Life went back to normal or so it seemed, but future Passovers were never the same. The Farhud (Free looting) of 1941 proved there was no guarantee for the future safety of the Jews. I, too, felt there was no future for me in Iraq. I studied hard and dreamed of going to America after finishing high school.

Passover of 1948 fell on April 24th. It came like thick black cloud over dark skies. The UN voted on November 29, 1947 for the partitioning of Palestine to two states, one Arab and one Jewish. The Arab countries rejected the decision. All newspapers and radio were calling for the destruction of the Zionist entity and the liberation of Palestine. On May 15th 1948 the Iraqi army together with the armies of Syria, Jordan, Lebanon and Egypt attacked the newly created State of Israel. While we were celebrating in our hearts the establishment of the first Jewish State in 2000 years, we were terrified, uncertain if Israel would survive. Israel did survive. After the Iraqi army failed to eliminate Israel, the Iraqi government turned against its Jewish citizens, especially the youth. Zionism was declared treason. Many were picked up, accused of Zionism, tortured, and imprisoned. This harassment culminated by the indictment of a prominent Jewish merchant Shafiq Adas. When I saw the front page of the news paper with his body hanging in the air, I was hysterical.

I kept a low profile. It took me over a year to get my student visa to the US. But I could not get an exit visa to leave Iraq. Things were getting worse, more arrests and disappearances. It was time for me to get out. On December of 1949 I traveled with my younger brother Nory to the port city of Basra and from there I was smuggled out to Iran. The Iranian government was gracious to let me and thousands of Jewish refugees, to pass through to Israel. On March 2nd, of 1950, one day before the festival of Purim, I kissed the ground when I landed in Tel Aviv.
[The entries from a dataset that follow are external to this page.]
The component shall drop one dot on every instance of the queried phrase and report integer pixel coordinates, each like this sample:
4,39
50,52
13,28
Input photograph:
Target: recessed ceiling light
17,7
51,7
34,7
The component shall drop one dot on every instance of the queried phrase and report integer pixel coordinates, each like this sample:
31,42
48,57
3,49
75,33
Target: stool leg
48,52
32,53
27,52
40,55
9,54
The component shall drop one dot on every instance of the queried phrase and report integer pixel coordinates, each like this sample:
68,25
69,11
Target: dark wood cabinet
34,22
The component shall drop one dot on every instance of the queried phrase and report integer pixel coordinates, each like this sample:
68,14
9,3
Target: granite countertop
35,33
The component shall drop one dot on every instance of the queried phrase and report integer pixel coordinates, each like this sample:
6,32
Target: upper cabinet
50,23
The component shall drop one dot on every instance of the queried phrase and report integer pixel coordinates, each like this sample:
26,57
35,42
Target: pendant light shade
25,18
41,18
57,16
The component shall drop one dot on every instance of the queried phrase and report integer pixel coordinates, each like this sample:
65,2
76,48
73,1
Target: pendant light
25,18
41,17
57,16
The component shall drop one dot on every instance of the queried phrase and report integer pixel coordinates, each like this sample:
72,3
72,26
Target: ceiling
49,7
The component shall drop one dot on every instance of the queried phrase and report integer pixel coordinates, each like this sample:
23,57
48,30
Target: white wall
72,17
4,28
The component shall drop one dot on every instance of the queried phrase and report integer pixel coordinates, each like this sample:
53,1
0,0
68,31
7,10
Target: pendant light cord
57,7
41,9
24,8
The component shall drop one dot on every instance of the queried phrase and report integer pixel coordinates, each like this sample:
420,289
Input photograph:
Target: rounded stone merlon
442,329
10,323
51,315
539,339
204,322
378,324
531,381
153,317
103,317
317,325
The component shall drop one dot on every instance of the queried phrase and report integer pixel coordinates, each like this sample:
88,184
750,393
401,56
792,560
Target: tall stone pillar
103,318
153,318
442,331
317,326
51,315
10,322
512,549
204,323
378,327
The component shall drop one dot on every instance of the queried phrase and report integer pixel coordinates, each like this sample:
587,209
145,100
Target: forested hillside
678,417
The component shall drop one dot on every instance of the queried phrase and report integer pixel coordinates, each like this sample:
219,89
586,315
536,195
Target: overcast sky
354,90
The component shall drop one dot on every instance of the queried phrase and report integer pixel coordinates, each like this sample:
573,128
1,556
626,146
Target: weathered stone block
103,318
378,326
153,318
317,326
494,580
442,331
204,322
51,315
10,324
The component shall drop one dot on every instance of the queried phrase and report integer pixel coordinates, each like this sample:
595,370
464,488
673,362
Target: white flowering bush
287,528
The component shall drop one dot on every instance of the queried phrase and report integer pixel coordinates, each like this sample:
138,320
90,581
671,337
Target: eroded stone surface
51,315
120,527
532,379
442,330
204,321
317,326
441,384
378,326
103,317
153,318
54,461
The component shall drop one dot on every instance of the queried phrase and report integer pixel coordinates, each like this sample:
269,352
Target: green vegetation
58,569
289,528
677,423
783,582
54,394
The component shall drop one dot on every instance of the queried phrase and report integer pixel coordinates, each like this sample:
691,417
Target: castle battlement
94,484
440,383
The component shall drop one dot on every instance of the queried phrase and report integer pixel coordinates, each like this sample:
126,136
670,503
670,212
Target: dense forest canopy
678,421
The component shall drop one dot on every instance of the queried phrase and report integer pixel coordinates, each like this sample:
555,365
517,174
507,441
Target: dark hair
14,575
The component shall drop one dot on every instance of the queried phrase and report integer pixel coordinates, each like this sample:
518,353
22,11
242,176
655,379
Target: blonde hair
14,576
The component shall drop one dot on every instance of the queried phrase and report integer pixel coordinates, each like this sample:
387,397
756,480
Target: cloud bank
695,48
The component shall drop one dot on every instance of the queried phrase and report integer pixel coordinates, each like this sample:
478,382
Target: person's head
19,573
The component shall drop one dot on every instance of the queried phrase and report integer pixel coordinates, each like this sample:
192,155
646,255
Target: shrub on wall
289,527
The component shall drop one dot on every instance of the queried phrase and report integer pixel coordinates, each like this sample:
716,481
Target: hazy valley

I left Baghdad my home; I left my culture and a history of 2,500 years. I left behind my faithful friends, Muslims and Christians. I left behind memories of fun and fear, of hope and despair. I left behind my past and future dreams, never wanting to look back. I was certain of one thing- that I was lucky to be out and alive from that unpredictable heaven and hell. I was a refugee, among the hundreds of thousands who arrived to Israel from Arab lands, with nothing but my shirt on my back. I had my youth, the love of life and the determination to succeed. I refused to let the nightmare of past enslave my bright future. On April 1, 1950 I celebrated Passover in Jerusalem, a free man.